No one could be trusted.

And still the woman's voice in his head screamed for mercy and release.

“Shut the hell up!” he snarled both mentally and audibly.

Now she started crying a piercing wail that cut through his head like a machete. The agony of it was unlike anything he'd ever experienced.

How the hell did Daimons stand this?

Alexion groaned in pain as he balled himself up into a fetal position, trying to make it stop. He held the heel of his hand against his right eye and still his head throbbed from the woman's banshee cries.

Danger crawled into bed with him and held him close, rocking him gently.
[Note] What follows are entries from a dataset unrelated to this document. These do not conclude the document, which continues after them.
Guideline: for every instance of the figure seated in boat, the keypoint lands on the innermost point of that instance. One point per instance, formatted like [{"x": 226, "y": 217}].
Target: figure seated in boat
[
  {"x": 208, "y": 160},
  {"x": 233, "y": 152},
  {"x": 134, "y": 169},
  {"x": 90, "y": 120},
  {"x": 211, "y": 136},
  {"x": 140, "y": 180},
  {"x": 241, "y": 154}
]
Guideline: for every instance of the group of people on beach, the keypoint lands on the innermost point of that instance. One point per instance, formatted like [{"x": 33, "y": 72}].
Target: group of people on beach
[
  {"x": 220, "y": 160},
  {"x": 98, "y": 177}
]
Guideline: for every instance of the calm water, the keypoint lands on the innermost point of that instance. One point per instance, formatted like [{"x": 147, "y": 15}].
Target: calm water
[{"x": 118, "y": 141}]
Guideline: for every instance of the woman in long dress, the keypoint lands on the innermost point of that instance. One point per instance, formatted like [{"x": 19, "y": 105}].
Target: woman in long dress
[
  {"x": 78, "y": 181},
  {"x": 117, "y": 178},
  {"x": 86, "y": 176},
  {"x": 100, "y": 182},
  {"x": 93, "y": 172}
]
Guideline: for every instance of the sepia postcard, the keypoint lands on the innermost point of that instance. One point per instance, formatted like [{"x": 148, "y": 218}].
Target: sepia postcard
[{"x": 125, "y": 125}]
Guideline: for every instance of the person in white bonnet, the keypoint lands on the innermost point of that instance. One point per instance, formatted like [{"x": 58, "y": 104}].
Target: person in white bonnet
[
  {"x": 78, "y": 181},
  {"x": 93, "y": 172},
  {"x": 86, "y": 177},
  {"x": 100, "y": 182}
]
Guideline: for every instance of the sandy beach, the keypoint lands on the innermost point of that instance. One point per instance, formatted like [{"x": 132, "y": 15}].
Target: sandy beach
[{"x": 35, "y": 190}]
She brushed her hands through his hair, making his resistance to her falter. No woman had ever held him like this. Not even his mother.

It was the tenderest moment of his life. And the most painful.

Danger leaned her cheek against the top of Alexion's blond hair. It felt so good to be this close to a man she knew. The curves of his hard masculine back pressed against her breasts and thighs, reminding her of how different their bodies were. He was all sinewy steel. Prickly flesh. Rough skin. And she loved the feel of it. The feel of him.

She just wished she knew how to help him through this.

Leaning forward, Danger inhaled his warm scent while singing an old French lullaby that her mother used to sing to her whenever she was upset. How she wished she could silence the voice inside him. She brushed her hand against his cheek, letting his whiskers tease her palm.

There was something incredibly intimate about this moment even though they were both fully dressed.

“Danger?”

She mentally cursed Keller as he swung open the door to their room, but she didn't withdraw from Alexion. “Yes?”

“You got a call from Rafael and he says you have to answer it right now. He says it's urgent.”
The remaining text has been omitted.